Trying to make money with a drone can be costly, as one Montreal man recently found out.

Julien Gramigna was slapped with a $1,000 fine for using his unmanned aircraft to take a video of a house for sale last June.

Though he had permission from the homeowner and the real estate agent, Transport Canada wasn’t happy with the fly-by. According to the government, Gramigna didn’t have permission to operate the aircraft for commercial purposes.

According to the Transport Canada website, unmanned aircrafts can fly without a permit if they weigh less than 35 kilograms and are flown only for recreational purposes.

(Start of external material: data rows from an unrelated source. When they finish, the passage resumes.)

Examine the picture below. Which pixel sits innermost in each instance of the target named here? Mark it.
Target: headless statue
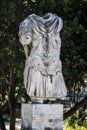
(40, 37)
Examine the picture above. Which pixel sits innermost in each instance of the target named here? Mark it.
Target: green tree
(12, 59)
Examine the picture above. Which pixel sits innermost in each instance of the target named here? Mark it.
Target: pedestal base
(42, 116)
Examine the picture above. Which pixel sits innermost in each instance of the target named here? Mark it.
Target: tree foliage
(12, 59)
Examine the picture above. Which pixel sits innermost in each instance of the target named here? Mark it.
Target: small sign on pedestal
(42, 116)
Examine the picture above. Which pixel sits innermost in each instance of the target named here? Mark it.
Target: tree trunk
(2, 125)
(12, 107)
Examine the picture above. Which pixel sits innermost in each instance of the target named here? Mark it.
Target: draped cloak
(43, 76)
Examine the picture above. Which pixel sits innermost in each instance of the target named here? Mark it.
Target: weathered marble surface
(42, 117)
(40, 37)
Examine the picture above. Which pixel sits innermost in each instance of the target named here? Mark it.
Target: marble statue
(40, 37)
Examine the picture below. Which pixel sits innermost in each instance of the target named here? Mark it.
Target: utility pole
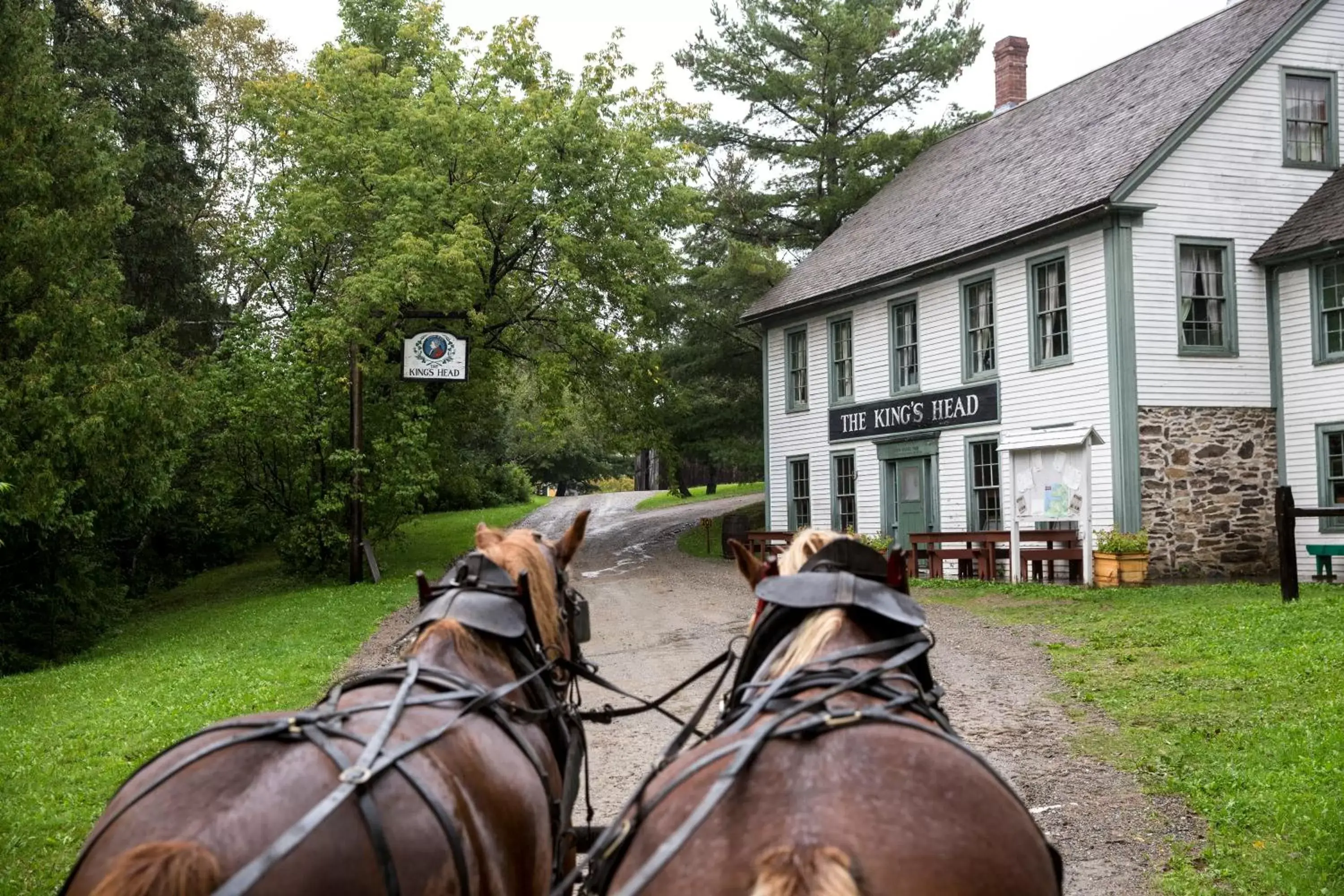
(357, 447)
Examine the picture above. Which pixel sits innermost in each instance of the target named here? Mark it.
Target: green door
(909, 499)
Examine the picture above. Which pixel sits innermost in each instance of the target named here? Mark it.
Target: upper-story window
(905, 346)
(979, 319)
(842, 361)
(1207, 297)
(796, 359)
(1328, 314)
(1310, 112)
(1050, 312)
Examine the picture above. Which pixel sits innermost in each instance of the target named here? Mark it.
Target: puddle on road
(628, 559)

Drones under 25 kilograms can be flown for commercial or research purposes if they meet a long list of exemption requirements, including having at least $100,000 liability insurance, flying only during daylight and staying a certain distance away from people, animals, buildings, structures and vehicles.

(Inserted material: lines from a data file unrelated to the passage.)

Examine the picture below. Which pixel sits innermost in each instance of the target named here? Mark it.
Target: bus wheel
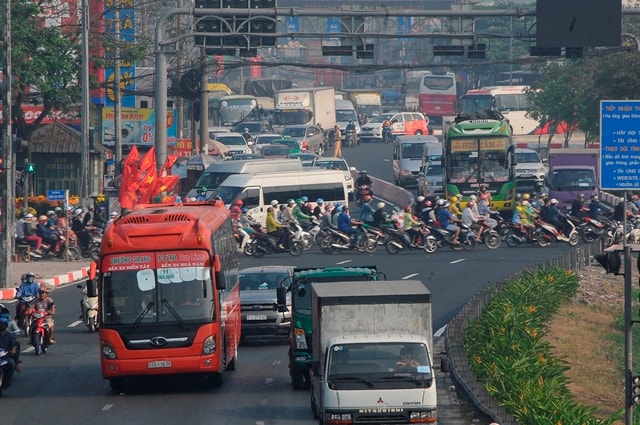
(117, 385)
(214, 379)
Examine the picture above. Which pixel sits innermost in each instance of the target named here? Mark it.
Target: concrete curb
(50, 282)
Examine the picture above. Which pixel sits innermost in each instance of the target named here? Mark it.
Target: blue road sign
(55, 195)
(620, 144)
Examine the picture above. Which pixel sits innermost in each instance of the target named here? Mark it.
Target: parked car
(275, 151)
(235, 142)
(260, 315)
(255, 127)
(307, 158)
(264, 139)
(312, 135)
(406, 123)
(334, 163)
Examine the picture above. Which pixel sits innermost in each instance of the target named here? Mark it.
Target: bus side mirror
(281, 299)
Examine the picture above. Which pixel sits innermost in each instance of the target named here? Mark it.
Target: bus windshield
(173, 295)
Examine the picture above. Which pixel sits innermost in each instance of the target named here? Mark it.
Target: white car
(235, 142)
(335, 163)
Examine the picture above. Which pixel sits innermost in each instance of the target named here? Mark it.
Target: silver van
(430, 181)
(408, 154)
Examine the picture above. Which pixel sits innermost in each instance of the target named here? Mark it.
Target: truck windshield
(573, 179)
(379, 363)
(142, 297)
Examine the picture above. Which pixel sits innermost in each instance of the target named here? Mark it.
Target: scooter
(398, 240)
(4, 363)
(89, 305)
(548, 234)
(263, 243)
(40, 332)
(337, 241)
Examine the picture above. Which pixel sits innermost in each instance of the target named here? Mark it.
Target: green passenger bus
(478, 149)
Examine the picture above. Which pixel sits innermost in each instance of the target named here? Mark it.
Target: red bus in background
(169, 293)
(431, 93)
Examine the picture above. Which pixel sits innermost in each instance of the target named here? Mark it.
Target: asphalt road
(66, 386)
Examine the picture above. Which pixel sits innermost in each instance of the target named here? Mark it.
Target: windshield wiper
(175, 314)
(351, 379)
(141, 315)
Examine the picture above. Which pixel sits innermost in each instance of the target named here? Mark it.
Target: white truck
(298, 106)
(372, 353)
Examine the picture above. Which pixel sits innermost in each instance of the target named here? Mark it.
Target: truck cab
(300, 338)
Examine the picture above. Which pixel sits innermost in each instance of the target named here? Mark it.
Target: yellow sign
(470, 145)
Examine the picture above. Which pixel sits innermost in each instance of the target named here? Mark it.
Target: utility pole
(7, 168)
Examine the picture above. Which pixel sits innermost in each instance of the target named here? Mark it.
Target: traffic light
(611, 261)
(634, 390)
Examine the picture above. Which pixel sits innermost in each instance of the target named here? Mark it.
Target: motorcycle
(263, 243)
(40, 334)
(386, 134)
(350, 138)
(337, 241)
(518, 234)
(467, 238)
(4, 363)
(548, 233)
(89, 305)
(362, 189)
(24, 319)
(398, 240)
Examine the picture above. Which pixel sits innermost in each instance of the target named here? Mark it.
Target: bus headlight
(209, 345)
(108, 352)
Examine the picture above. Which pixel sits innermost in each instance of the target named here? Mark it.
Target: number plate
(158, 364)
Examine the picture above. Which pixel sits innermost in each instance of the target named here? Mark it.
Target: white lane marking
(440, 331)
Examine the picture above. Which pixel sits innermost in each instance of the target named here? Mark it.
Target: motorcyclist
(202, 194)
(366, 211)
(345, 225)
(9, 343)
(28, 288)
(43, 302)
(247, 135)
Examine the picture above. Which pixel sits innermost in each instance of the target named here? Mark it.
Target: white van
(217, 172)
(408, 153)
(256, 191)
(430, 181)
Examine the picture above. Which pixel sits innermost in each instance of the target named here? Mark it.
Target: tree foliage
(571, 91)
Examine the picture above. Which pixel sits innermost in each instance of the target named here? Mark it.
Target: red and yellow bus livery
(169, 294)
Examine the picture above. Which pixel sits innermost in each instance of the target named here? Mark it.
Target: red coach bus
(169, 293)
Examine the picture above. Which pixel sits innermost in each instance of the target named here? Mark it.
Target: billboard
(138, 127)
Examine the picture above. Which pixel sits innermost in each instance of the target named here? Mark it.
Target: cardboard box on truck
(372, 352)
(573, 171)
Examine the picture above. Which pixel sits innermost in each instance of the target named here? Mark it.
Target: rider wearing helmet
(380, 216)
(28, 288)
(202, 194)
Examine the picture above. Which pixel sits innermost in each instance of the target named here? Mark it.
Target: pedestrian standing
(337, 142)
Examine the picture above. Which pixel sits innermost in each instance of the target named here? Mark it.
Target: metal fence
(576, 259)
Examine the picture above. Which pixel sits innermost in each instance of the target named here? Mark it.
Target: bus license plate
(158, 364)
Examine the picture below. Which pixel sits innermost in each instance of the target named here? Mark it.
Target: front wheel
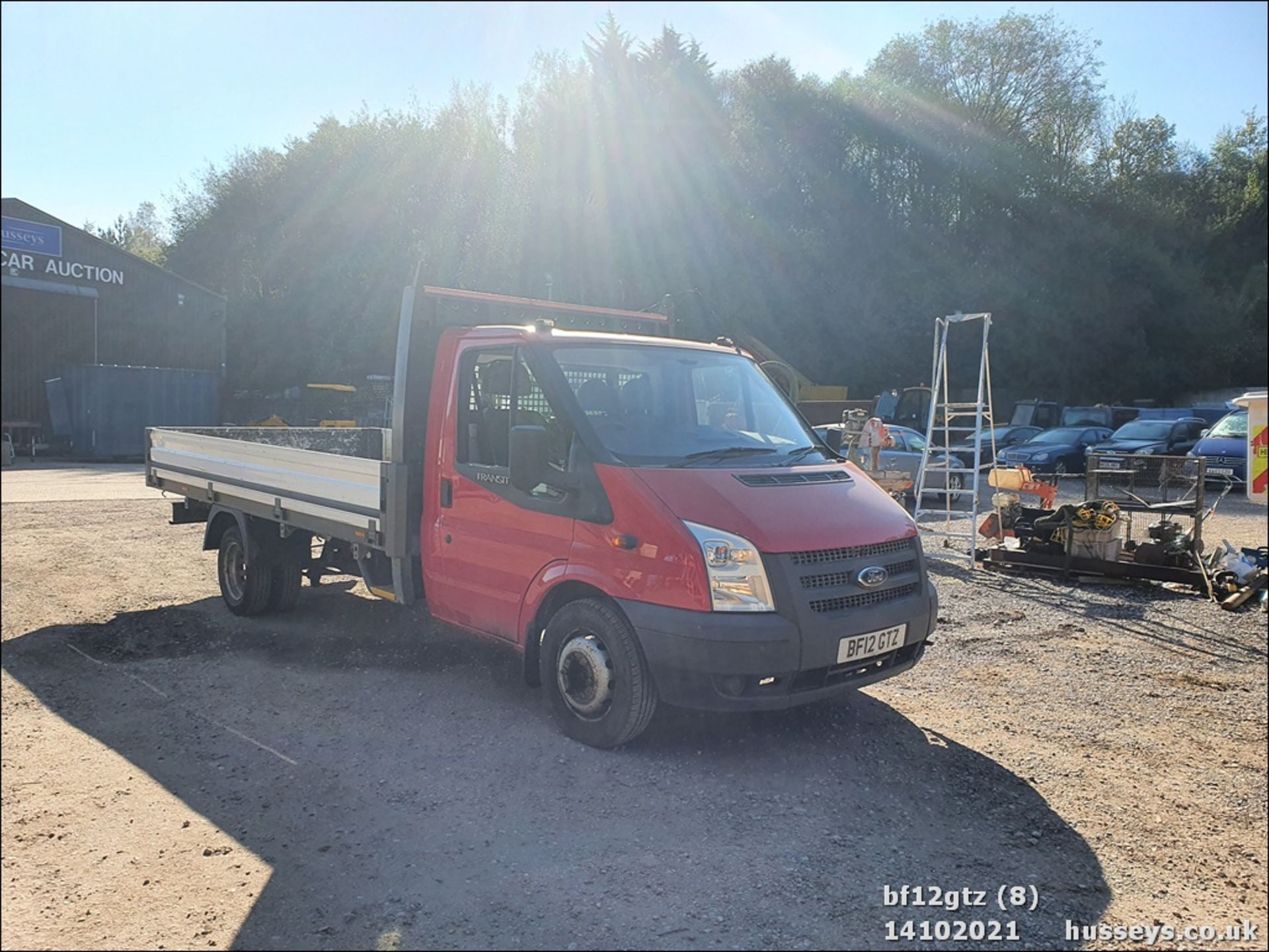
(597, 681)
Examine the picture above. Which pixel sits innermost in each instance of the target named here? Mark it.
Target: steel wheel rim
(234, 569)
(586, 676)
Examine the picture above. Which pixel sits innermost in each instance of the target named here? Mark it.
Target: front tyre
(597, 681)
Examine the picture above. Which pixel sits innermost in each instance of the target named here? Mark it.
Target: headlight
(738, 581)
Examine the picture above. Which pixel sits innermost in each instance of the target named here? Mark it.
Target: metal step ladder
(947, 418)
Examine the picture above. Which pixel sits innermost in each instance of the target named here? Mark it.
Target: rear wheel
(598, 685)
(245, 579)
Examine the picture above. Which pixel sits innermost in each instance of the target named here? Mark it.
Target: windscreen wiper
(721, 453)
(802, 451)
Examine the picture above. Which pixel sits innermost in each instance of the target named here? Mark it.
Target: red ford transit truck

Anyone wishing to use a drone that doesn’t meet the requirements must apply for a permit before taking off.

But while the Transport Canada website now has infographics and charts to guide fliers, Gramigna said that wasn’t the case in the summer.

“In June, the regulation weren’t as clear are they are today,” he said in French.

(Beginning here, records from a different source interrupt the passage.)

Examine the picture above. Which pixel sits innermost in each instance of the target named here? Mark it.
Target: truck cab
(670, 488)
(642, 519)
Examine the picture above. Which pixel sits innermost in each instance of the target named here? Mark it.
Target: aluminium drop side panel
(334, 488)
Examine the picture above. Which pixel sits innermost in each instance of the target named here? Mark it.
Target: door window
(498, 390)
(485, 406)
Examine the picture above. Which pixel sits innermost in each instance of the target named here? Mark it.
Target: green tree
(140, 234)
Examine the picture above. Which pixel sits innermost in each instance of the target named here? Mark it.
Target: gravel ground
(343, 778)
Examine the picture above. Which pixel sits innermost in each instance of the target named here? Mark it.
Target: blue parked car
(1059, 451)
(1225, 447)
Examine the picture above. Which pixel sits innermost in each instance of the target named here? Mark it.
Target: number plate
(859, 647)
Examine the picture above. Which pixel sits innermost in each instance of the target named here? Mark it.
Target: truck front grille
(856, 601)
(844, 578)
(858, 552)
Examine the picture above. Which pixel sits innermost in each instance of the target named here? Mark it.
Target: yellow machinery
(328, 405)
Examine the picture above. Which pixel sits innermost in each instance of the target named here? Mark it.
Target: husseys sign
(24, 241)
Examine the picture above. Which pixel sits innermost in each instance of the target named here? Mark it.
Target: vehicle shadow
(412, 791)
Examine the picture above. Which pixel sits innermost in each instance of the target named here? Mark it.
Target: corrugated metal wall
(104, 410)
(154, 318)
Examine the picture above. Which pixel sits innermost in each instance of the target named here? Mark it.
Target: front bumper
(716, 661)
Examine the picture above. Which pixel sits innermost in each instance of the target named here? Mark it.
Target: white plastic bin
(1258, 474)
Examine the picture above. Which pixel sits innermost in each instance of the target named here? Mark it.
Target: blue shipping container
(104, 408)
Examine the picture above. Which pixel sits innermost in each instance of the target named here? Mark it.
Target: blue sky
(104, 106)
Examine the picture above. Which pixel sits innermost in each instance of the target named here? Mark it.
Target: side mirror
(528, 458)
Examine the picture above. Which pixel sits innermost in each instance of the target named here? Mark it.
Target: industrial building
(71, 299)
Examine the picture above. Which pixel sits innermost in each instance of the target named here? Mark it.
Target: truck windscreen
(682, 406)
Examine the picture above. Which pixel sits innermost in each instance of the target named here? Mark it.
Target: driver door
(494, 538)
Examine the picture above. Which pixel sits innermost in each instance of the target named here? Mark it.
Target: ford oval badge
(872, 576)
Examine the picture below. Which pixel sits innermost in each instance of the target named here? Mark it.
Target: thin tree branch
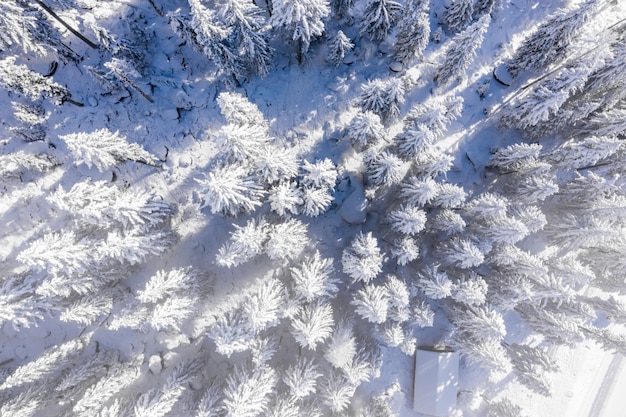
(61, 21)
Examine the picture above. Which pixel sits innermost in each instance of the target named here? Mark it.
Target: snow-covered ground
(176, 116)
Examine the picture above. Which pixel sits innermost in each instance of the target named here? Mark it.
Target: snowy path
(609, 401)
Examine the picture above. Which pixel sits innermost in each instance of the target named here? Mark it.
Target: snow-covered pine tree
(248, 33)
(207, 35)
(458, 15)
(414, 140)
(372, 303)
(303, 19)
(87, 309)
(247, 390)
(45, 366)
(342, 347)
(118, 378)
(435, 114)
(96, 203)
(301, 377)
(105, 149)
(462, 253)
(434, 283)
(447, 221)
(262, 308)
(365, 129)
(383, 97)
(585, 152)
(461, 51)
(33, 118)
(19, 78)
(315, 200)
(17, 304)
(58, 253)
(385, 168)
(320, 174)
(412, 33)
(405, 250)
(531, 366)
(238, 110)
(449, 196)
(287, 240)
(158, 402)
(244, 244)
(276, 163)
(314, 278)
(339, 47)
(164, 284)
(378, 18)
(230, 190)
(408, 220)
(418, 192)
(550, 42)
(516, 157)
(363, 260)
(482, 7)
(337, 391)
(209, 404)
(231, 333)
(313, 324)
(470, 290)
(286, 198)
(13, 22)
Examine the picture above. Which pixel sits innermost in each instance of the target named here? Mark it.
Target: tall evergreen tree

Transport Canada’s new rules were created in November to distinguish between commercial and recreational drone use. But for a photographer and videographer like Gramigna, the difference between business and pleasure isn’t easy to define.

“What happens when we publish our videos on YouTube? We have that right, for personal use,” he said. “If we watermark those videos, do they become commercial? Just to share with friends?”

Gramigna said he plans to contest the ticket he received, but also said current regulations for commercial drone use are far too prohibitive for a growing industry.